Babamın annemi aldatması tek seferlik bir olaydı ve sonrasında pişman olup anneme anlatmıştı, çok küçüktüm bunlar olduğunda. Onlar benim uyuduğumu sanıyorlardı ama ben odamın aralığından tüm konuşmaları dinlemiştim. 

"Bir kadınla olmak istedim" demişti babam anneme "bana erkek gibi hissettirmesini istedim." Annemin yüzünü görememiştim ama hayal edebiliyordum, bembeyaz yüzü kızarmış olmalıydı. "Ben sana kendini erkek gibi hissettirmiyor muyum?" demişti annem zor çıkan sesi ile "benimle olurken bir kadınla oluyor gibi hissetmiyor musun?"

"Çok saldın kendini" demişti babam "Doğa büyüdükçe sen kendini saldın, toparlamadın." Annem, kendini bana adamış bir kadındı. Bunun için ona minnettardım, o olmasa bu kadar güçlü olamazdım. Ama bunun için kendimden nefret ettim. Babamın aldatmasında ufak bir payım olmasından tiksindim ve odamdaki çöp kutusuna kustum. 

Ertesi sabah hiçbir şey yemedim, akşam da. 

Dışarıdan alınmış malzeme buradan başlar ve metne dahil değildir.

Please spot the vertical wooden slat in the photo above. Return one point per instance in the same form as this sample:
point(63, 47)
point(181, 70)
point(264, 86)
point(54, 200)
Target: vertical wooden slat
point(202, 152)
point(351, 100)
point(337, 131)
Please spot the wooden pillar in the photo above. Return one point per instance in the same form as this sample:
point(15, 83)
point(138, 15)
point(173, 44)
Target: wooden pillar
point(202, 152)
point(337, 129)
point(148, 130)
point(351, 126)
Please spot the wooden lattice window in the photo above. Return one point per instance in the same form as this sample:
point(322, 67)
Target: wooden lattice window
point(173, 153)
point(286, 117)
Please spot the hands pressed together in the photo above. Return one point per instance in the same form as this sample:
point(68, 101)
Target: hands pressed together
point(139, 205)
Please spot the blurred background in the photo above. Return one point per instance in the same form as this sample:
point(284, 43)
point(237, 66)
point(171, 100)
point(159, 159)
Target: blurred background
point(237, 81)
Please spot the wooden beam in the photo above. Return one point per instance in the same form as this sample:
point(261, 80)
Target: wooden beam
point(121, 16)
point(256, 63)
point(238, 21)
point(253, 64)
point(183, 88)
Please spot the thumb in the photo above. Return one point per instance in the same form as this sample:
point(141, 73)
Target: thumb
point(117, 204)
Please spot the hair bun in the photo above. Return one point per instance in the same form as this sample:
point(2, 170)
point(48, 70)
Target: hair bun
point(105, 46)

Bir hafta boyunca annemin ve babamın zorlaması ile yemiştim, her gece uyumadan önce ağlamıştım. Bir hafta sonra annem, artık kendine bakmaya başlamıştı. Büyük bir alış verişe çıkmış, nerdeyse tüm gün boyunca kuaförde bakım yaptırmıştı. O kendine bakmaya başladıkça, bende yemek yemeye başlamıştım. 

Ama sonra büyüdükçe daha az yemeye ve daha çok kusmaya başlamıştım. 

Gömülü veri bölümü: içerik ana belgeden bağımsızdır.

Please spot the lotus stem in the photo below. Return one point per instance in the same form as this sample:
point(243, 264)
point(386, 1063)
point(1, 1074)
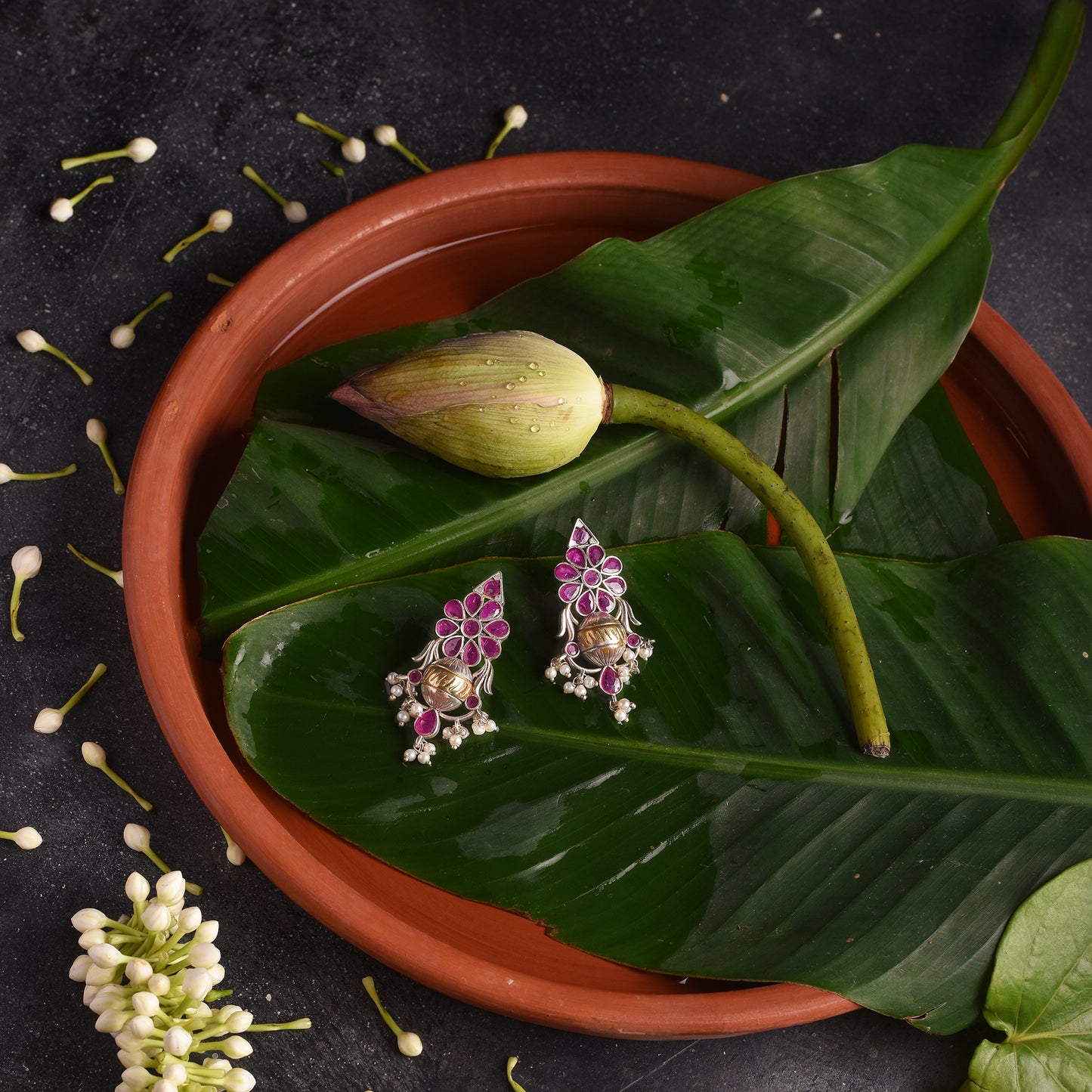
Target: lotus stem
point(631, 407)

Liseye girdiğim ilk yıl olmaya başlamıştı bunlar, artık çok az yiyordum. Düzenli olarak bakım yaptırıyor, saçlarımda oluşan tüm kırıkları aldırıyordum. Asla manikür yaptırmadan durmazdım, tırnaklarım hep ojeli olurdu. Zayıftım, bakımlıydım, güzel giyinirdim ama bu aldatılmamı engellememişti. 

Görkem beni, en yakın arkadaşımla aldatmıştı ve babamın duyduğu pişmanlığın zerresini duymamıştı. 

Ona aşık değildim, onu sevmiyordum da. Görkem yakışıklı bir çocuktu, okulda popülerdi ve bende onun dikkatini çekmiştim. Onun beni aldatması, annemin yaşadığını yaşattığı için üzülmüştüm sadece ve bir de aldattığı kişi yakın arkadaşım olduğu için. 

Ama sonra Emir'e aşık olmuştum, ona gerçekten aşıktım ve onun da bana aşık olduğunu biliyordum. Ama, babamda anneme aşıktı ve bu, onu aldatmasına engel olmamıştı. O yüzden, Emir beni aldatmaz diyemiyordum asla, her insan aldatma potansiyeline sahipti bana göre.